Topiarius voit les chancres de la gale même dans la plus épanouie des fleurs. Il guette la maladie d’une rose en pleine santé. Il ne cherche que le désastre, la sauvagerie et les gestes obscènes infligés à un enfant. Il se découpe comme un bifteck, il est tantôt morceau de viande, tantôt boucher. Depuis le temps de la première épidémie le jardinier voit la mort partout à l’œil nu et d’un coup de pioche. Il désherbe des ossements. Il engraisse ses plates-bandes avec du sang contaminé. Il déracine des citrouilles purulentes dont il mange la morve sans prier.
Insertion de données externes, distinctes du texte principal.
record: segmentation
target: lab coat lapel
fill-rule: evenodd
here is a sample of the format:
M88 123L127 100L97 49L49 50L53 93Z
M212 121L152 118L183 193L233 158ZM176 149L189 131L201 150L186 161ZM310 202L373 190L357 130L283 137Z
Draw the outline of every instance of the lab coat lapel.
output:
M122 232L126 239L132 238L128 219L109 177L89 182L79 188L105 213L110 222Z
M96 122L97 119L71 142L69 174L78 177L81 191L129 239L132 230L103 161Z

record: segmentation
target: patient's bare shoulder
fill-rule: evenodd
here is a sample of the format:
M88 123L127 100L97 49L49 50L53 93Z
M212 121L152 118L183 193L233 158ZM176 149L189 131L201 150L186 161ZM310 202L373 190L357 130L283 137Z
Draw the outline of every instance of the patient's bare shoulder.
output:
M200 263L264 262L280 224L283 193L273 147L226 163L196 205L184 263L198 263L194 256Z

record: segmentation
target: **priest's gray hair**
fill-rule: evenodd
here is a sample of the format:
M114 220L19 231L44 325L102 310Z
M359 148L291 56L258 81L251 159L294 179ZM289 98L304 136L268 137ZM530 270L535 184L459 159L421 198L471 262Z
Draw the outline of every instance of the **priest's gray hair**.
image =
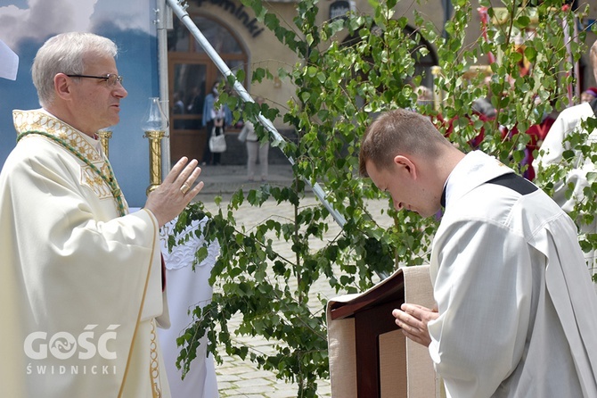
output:
M50 37L37 51L31 67L39 104L46 107L54 101L53 78L58 73L85 74L86 54L114 58L117 54L114 42L94 33L69 32Z

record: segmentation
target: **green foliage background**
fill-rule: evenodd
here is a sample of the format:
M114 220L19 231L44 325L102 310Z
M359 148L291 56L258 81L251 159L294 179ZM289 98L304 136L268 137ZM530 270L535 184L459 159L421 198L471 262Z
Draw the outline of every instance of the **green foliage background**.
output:
M516 134L504 138L500 127L525 131L540 122L552 106L561 110L568 104L567 87L574 77L566 71L573 70L570 54L576 62L586 51L585 33L579 33L580 44L569 44L568 53L564 37L565 33L574 37L575 13L562 11L561 2L549 0L531 1L525 8L517 5L519 2L503 1L502 6L509 15L506 23L490 26L488 41L480 35L479 27L478 37L470 47L462 44L470 41L466 28L476 10L463 0L453 0L454 14L446 26L447 37L416 11L416 30L405 33L408 19L395 13L396 0L370 0L372 12L369 14L351 13L321 24L316 22L318 2L301 0L297 3L294 26L282 23L261 0L242 3L300 60L288 70L258 68L251 79L260 82L280 76L296 87L296 95L285 104L283 116L279 109L241 104L232 95L222 95L220 101L231 109L243 108L243 117L256 121L262 140L269 137L256 120L259 112L271 120L282 117L294 128L296 140L274 145L294 161L296 179L290 187L264 185L249 192L240 190L217 214L207 213L197 203L179 217L177 230L182 231L192 220L209 216L205 230L197 233L204 234L208 240L217 239L221 245L211 276L217 286L213 301L194 311L197 321L178 339L182 346L179 365L185 370L192 366L199 339L207 334L217 360L221 360L217 344L222 344L228 354L248 357L280 378L298 383L298 396L312 397L317 395L317 380L329 377L326 302L312 292L313 283L324 278L338 292L356 293L372 286L399 264L427 263L437 228L434 219L397 212L390 201L387 211L393 221L390 228L380 226L372 217L367 201L388 200L371 181L358 176L359 142L372 118L397 107L414 109L432 118L441 114L445 120L455 120L450 139L463 151L473 149L469 143L483 131L479 149L522 172L519 164L529 137ZM488 7L489 16L495 12L488 1L481 1L480 5ZM578 10L576 15L582 17L585 11ZM522 54L516 51L515 37L532 23L536 33L527 40L524 55L533 68L528 75L520 77ZM342 43L341 38L347 37L353 40ZM420 46L421 39L437 48L440 72L434 83L444 97L438 109L416 101L413 87L420 84L421 76L415 75L415 63L428 51ZM501 62L490 65L489 86L483 84L482 74L470 81L464 79L471 66L487 62L488 53L503 54ZM240 73L237 78L242 81L245 77ZM233 79L230 80L233 83ZM473 114L471 105L488 91L497 116L484 121ZM235 116L240 116L238 112ZM442 131L447 129L446 124L438 126ZM582 138L577 139L578 145L583 143ZM594 156L594 148L584 150ZM540 176L539 183L549 192L554 181L563 178L566 167ZM305 195L310 195L309 185L315 183L321 185L329 203L346 219L342 233L317 250L309 242L322 239L331 219L322 205L301 206ZM593 200L584 203L578 214L594 217L595 192L593 183ZM294 219L286 222L267 220L250 229L236 224L233 214L241 205L260 206L266 200L291 203ZM274 239L290 245L293 257L276 253ZM583 239L585 248L597 246L594 236ZM174 238L170 244L174 245ZM207 249L201 248L197 261L206 255ZM314 300L319 303L315 308ZM238 313L242 317L239 329L229 330L228 321ZM231 339L234 333L271 340L276 353L264 354L235 345Z

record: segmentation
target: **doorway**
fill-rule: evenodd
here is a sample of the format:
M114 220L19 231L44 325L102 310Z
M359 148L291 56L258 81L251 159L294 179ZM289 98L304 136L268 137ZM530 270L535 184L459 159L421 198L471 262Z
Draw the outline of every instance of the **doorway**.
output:
M233 72L245 69L247 53L230 30L218 21L200 15L193 16L192 21ZM168 48L170 158L176 162L187 156L201 162L208 141L203 127L205 95L223 77L177 19L174 21L174 29L168 32ZM246 82L242 83L246 86ZM226 128L226 132L234 130L234 127Z

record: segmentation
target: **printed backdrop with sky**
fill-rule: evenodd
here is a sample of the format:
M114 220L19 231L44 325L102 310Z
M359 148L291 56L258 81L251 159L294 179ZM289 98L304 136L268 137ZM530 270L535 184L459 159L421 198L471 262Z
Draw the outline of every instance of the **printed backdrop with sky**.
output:
M19 55L15 81L0 79L0 165L16 145L13 109L37 109L31 64L37 49L61 32L94 32L112 39L128 96L113 126L110 160L131 207L145 203L149 143L141 129L149 97L159 95L155 0L0 0L0 40ZM2 62L2 60L0 60Z

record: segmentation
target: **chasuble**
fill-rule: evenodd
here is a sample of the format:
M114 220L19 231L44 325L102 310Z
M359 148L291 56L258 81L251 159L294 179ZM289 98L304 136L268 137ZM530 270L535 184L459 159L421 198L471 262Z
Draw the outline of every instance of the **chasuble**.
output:
M159 226L127 202L101 145L14 111L0 174L0 386L12 397L169 396Z

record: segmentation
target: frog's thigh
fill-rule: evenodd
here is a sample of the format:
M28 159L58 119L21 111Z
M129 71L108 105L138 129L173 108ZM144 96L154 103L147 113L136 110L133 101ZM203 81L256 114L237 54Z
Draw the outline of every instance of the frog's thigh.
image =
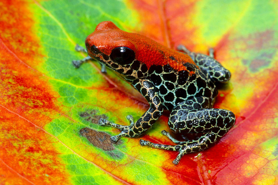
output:
M216 142L234 125L234 114L224 109L203 108L204 104L192 103L192 100L181 102L170 115L169 127L176 133L211 133L216 135Z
Elles sont toutes là. Remontées des lieux ordinaires d’un petit jardin potager : les abîmées, les bosselées, les saccagées, les culbutées, les déglinguées, les estropiées, les gonflées et les dégonflées et les moisies des pédoncules et les trois paires de cordon ombilical et l’érysipèle, la substance en ébullition entre la tige et les graines. L’ombre du feu Saint-Antoine dessine et écrit au travers d’un jardin des maléfices. Trois lettres tracent au même moment le refus et l’acceptation. À la manière de la citrouille du conte, une courge un peu moins ulcérée que les autres attend un moyen de transport. Un carrosse de deux fois trois lettres avance et recule vers elle à travers un OUI et un NON.

27 novembre 2012
T T+

[1Le fameux « fond » de Klee serait alors l’espace [le jardin clos] où dessin et texte demeurent en travail au sens de « in progress/ blurring of art and life ».

[2Claude Louis-Combet, Le Conciliabule,
Dado, Éditions Virgile, 2012, pp 27-32.